# Initial subjective testing of room treatments...



## boarder1995 (Mar 28, 2008)

Ok, I just received 8 2'x4' x 1-1/2" thick CertainTeed Acoustaboard Black series 300 (3 lb/cu. ft density) panels yesterday from FedEx and did some initial setup and listening last night. I didn't do any baseline measurements prior or post setup yet, so this is purely subjective listening and initial reactions to what I did and what changed. I also only changed the volume control while listening and took mental note of where I normally listen to certain recordings and where I was listening to them with the treatments. I did not change any individual speaker or sub trim levels at any point.

First off, I've got bi-polar speakers (Mirage 895is, front 1"/5.25" and rear 1"/5.25" speakers in each tower) and when subjected to absorption behind the speakers, obviously things are going to change dramatically! I've got dual SVS Ultra 13's in the front corners of the room (but not located directly in the corners). My room is all ceramic tile floor with a large area rug with no padding beneath it. The room is 15' wide by ~20' long x 10' tall. The back right corner of the room is a full opening about 10' wide, so there's not much back wall except a the non-symmetrical 5' in the back left. Furniture is all leather and we have a large-ish glass topped coffee table in the center of the room. I setup and level matched things how I like with REW and am familiar with its basic settings/testing capabilities.

The first image was the full setup with double thickness (3" thick) panels in each of the three corners in the room (rear not pictured). Also, a single thickness panel (1-1/2") behind each front main speaker.

View attachment 15805


I only listened to 2 channel stereo (with subs). Initially, I was amazed at the differences. Not necessarily for the better, but still amazed at how different it sounded. It sounded more muted, controlled, less harsh, quieter. Eventually I got somewhat used to the sound. Even turning up the volume way past what I normally listen to, my ears didn't complain.

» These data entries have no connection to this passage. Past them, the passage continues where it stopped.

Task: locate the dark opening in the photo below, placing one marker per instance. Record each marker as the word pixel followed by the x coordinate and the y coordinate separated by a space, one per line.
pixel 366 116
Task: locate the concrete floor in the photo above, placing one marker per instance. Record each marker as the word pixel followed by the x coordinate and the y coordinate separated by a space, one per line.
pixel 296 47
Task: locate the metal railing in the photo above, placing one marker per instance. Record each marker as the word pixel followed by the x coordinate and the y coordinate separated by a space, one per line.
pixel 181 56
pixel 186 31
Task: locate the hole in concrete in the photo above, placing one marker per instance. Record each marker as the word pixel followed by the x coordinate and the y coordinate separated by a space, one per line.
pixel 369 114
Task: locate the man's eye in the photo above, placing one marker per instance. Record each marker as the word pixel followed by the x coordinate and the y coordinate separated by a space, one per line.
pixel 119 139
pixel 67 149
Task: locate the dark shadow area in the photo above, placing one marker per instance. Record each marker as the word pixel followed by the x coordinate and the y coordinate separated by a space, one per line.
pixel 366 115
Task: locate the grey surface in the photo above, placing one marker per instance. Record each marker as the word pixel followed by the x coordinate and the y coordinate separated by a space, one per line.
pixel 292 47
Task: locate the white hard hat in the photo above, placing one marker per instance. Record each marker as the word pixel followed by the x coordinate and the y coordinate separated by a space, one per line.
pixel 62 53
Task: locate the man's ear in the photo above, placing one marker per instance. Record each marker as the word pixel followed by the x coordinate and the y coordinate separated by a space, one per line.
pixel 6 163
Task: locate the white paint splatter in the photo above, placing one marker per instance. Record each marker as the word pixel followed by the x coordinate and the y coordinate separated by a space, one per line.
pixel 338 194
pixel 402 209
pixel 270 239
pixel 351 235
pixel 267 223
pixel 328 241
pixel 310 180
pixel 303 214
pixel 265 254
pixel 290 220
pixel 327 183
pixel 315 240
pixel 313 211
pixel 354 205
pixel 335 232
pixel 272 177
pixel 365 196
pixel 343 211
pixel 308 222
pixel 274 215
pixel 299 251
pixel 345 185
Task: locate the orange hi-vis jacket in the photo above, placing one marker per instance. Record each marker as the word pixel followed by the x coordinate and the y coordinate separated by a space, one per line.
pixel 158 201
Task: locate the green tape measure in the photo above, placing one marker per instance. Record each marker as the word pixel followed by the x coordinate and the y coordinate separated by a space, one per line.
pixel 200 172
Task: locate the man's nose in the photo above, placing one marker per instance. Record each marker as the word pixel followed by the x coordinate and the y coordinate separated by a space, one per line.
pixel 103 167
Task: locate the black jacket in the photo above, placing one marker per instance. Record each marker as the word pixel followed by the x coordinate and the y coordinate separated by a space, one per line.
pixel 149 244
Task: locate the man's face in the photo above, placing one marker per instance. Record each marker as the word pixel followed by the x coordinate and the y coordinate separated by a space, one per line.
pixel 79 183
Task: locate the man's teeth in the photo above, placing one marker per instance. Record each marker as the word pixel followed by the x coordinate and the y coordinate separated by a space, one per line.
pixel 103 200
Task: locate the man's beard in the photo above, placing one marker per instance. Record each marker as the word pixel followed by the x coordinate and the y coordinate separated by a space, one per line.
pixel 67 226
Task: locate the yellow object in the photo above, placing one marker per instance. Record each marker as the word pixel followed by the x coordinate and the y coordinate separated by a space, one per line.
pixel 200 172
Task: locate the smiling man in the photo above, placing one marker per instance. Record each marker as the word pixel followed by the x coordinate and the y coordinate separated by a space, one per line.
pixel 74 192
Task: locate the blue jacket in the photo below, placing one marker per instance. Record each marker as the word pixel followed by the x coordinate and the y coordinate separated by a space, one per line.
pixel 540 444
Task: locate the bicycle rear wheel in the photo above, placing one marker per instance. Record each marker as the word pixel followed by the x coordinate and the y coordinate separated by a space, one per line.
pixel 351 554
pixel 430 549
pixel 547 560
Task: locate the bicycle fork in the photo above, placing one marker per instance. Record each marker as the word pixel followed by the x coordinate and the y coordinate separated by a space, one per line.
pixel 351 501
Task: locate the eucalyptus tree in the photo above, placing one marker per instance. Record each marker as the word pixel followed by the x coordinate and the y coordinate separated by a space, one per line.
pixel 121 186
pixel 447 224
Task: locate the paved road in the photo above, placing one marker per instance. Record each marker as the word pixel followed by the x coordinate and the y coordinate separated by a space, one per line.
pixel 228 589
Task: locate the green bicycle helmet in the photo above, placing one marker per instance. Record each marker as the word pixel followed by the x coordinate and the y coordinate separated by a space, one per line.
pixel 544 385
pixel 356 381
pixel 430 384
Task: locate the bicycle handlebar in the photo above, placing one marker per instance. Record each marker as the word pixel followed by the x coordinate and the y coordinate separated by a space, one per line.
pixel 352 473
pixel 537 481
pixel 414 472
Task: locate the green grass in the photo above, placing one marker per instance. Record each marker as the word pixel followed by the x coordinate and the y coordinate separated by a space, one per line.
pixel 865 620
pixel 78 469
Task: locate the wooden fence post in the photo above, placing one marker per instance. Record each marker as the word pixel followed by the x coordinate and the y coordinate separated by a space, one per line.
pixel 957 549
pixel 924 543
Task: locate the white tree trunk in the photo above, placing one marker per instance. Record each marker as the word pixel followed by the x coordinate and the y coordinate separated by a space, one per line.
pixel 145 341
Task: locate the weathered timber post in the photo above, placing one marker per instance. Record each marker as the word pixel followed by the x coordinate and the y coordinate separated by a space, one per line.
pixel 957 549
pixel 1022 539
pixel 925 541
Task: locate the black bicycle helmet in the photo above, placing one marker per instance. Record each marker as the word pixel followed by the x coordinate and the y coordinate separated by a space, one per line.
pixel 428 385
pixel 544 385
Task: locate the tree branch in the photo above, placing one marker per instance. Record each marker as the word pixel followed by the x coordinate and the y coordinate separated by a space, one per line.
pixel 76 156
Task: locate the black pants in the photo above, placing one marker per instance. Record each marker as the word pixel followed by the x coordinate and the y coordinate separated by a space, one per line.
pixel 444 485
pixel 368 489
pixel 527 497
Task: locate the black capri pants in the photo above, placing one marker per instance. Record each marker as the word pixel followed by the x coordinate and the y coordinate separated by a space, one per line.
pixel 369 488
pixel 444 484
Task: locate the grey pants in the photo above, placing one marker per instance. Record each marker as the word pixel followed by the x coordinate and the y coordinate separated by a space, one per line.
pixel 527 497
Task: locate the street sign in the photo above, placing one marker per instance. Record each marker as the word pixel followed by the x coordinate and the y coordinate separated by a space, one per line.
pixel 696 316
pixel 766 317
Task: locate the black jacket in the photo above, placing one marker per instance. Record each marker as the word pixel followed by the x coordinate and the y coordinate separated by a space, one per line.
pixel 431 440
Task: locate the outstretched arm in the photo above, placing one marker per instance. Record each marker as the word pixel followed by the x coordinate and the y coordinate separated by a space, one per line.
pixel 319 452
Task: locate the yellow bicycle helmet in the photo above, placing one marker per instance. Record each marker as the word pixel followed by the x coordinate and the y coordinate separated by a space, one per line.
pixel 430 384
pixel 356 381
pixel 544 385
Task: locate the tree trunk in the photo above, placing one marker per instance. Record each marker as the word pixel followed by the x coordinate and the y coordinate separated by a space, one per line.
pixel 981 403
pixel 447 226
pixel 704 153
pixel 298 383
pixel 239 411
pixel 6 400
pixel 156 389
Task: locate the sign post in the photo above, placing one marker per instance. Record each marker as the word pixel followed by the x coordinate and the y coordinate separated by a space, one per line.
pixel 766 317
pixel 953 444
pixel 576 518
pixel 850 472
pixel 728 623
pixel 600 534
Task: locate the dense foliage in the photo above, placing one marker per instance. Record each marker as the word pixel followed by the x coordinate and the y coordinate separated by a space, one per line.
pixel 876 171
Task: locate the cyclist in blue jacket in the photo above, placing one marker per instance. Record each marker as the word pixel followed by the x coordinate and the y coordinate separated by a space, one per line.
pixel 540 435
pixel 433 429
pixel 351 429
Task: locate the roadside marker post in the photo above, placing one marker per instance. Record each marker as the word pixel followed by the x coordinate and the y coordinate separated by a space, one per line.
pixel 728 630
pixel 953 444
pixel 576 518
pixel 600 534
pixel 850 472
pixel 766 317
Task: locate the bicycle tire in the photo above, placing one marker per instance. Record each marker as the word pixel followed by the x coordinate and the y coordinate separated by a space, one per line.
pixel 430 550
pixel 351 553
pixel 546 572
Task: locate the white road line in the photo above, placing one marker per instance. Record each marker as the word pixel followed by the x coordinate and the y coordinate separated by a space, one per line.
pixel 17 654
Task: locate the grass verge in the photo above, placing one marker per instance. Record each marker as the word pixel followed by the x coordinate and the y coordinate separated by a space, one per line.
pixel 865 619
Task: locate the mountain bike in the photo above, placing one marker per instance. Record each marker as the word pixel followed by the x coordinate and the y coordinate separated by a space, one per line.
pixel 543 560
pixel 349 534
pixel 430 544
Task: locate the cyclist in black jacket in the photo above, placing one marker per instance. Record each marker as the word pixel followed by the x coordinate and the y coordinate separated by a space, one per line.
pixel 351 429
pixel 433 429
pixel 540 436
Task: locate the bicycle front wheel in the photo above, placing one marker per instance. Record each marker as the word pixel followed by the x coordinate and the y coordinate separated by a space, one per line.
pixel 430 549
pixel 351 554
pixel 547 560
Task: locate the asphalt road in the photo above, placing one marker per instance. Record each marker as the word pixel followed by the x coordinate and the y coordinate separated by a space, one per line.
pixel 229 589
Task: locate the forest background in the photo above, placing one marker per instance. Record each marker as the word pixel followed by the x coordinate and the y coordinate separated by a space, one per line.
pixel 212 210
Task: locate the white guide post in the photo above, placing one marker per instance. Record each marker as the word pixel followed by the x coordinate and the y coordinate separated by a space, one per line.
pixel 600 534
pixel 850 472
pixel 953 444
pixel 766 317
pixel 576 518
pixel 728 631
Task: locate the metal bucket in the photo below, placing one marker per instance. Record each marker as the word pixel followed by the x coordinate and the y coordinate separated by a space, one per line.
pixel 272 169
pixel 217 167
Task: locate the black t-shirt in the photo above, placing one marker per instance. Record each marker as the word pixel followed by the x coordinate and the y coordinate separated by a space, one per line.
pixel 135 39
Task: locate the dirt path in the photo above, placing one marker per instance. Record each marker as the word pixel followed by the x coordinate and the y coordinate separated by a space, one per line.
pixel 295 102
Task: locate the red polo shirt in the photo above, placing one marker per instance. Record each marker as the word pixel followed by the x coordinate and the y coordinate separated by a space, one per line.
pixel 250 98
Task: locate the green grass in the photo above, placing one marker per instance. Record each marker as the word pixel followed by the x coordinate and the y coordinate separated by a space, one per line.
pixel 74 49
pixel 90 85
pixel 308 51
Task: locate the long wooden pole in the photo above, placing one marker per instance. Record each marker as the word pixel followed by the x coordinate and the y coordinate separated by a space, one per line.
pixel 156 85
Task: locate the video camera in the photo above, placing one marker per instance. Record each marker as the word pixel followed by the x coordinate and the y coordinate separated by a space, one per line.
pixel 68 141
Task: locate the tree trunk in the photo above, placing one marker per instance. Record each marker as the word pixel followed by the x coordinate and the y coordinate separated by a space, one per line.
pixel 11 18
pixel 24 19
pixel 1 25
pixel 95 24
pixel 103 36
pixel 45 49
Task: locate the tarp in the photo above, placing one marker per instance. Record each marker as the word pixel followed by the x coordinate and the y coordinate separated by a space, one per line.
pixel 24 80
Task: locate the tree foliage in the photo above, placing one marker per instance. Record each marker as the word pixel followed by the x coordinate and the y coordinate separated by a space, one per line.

After a good session on a variety of music (pipe organ/classical and hard rick live concert) I removed the treatments and re-listened. Wow, it was a fair bit "louder" to my ears and quite a bit more live sounding, but also very difficult to pick out instruments, and much more confusion. Certain sounds were harsh and with much volume my ears hurt.

So I re-enlisted some of the panels, this time strictly in the 3 corners of the room, double thick in each corner (3") and nothing behind the speakers.

View attachment 15802

View attachment 15803

View attachment 15804


This was not nearly the dramatic change I initally observed, but still discernable, but only in the bass region with very little change in the mids/treble. I only noticed the mid/treble difference when I once again removed all the treatments. Still the strictly corner placement was a good change. The bass wasn't as floppy, perhaps a bit more tamed. Initially, it sounded quieter in the bass region, but later it just seemed more clear. I listened through the entire live hard rock concert this time and eventually went from room treatment testing, to just enjoying a live concert. Music gets in the way like that sometimes.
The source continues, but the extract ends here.